Perhaps technocratic: your state offers you health and security competently.


Or multi-national megastates: your identity is necessarily plural, and you are part of a larger whole.


Or cyberpunk-corporate: we offer you better benefits than other states; do you want to risk moving away from here?


Or else anarchistic: we provide you with what you need for your lives online; all you need from us is freedom.


Right now, bureaucratic technocracy is a strong tendency in Britain. There aren’t many truly unifying traditions (The Queen represented one of the last broadly respected figures in public life), but we (mostly) have the paperwork. Those who don't have the paperwork, or who can have the paperwork taken from them, are more readily expelled from the state and nation.


Perhaps the alternate future is the nightmare in which 20th-century fascism ends up being seen as an early, failed experiment towards the future, in the same way as we view some early modern attempts at forming nation states in the 18th and 19th centuries.


It is impossible to know what will come, but the magic that ‘nation’ offered as a legitimisation for democracy might well be waning.


What replaces it will be shaped by the online world, for we are all free to form more important identities to us in online communities, even as the climate crisis looms.

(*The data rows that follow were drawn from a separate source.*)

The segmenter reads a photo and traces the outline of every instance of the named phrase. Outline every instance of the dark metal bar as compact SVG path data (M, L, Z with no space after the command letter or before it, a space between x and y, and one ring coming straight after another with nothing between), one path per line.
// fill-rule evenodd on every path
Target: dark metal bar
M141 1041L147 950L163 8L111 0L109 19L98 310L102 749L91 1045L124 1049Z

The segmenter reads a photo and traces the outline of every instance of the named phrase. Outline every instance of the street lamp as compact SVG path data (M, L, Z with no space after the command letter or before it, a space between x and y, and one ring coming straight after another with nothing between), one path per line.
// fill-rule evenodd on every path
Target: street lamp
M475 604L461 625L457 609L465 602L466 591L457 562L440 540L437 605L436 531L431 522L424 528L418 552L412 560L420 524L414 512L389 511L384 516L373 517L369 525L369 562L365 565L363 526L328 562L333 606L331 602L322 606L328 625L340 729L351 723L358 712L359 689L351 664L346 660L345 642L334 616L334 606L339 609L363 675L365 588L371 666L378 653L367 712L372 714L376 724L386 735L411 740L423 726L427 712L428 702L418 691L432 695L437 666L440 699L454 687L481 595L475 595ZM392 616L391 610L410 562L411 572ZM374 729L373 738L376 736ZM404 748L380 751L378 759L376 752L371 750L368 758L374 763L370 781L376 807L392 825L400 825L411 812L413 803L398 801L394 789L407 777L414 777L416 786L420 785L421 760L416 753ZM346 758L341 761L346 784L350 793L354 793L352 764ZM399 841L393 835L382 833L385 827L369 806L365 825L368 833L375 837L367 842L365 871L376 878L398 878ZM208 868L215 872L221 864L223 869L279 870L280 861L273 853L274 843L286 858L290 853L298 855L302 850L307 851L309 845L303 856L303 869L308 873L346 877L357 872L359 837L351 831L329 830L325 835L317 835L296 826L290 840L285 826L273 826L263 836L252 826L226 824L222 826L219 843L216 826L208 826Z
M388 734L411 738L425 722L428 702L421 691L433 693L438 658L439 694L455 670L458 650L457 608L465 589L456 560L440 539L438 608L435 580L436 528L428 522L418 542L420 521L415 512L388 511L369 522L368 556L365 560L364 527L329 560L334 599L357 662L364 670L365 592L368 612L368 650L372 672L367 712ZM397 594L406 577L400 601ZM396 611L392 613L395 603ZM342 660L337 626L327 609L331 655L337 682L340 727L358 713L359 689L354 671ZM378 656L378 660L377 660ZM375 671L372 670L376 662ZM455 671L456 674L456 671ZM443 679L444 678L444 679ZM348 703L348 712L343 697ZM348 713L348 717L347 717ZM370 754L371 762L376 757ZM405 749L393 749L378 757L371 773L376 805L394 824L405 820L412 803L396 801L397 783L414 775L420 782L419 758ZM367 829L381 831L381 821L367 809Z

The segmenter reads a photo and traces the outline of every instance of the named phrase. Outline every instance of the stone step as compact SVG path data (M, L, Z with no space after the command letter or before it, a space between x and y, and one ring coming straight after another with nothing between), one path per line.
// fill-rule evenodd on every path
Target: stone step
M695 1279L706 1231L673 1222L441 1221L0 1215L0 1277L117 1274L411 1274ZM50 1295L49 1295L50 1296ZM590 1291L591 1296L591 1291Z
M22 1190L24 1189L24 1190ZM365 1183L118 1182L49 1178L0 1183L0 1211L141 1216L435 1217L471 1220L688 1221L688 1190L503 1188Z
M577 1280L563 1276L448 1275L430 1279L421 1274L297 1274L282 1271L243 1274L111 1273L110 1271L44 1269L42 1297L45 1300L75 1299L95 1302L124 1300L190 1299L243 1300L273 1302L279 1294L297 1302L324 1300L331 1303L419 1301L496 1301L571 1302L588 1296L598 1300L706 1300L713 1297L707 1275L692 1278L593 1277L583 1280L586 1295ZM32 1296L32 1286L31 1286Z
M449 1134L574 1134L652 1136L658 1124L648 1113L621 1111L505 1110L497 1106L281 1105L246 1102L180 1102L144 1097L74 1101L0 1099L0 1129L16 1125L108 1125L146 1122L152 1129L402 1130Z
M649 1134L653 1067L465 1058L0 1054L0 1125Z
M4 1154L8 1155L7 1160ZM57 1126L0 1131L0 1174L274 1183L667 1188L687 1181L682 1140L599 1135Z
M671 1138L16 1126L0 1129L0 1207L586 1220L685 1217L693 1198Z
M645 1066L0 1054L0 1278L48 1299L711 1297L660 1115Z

All that unites is that we are online on a dying planet, forming our own communities to be whatever we want.


For now. Corporations and governments are spotting what’s going on and moving to lock people in their digital systems.


But for now, like in the golden age of formative nations and the Commune, we can say one thing:


The Internetionale unites/divides the human race!


Ye gods, but I’m sorry.



An imposing shot of Somerset House at night, shot from below. Once home to the Admiralty.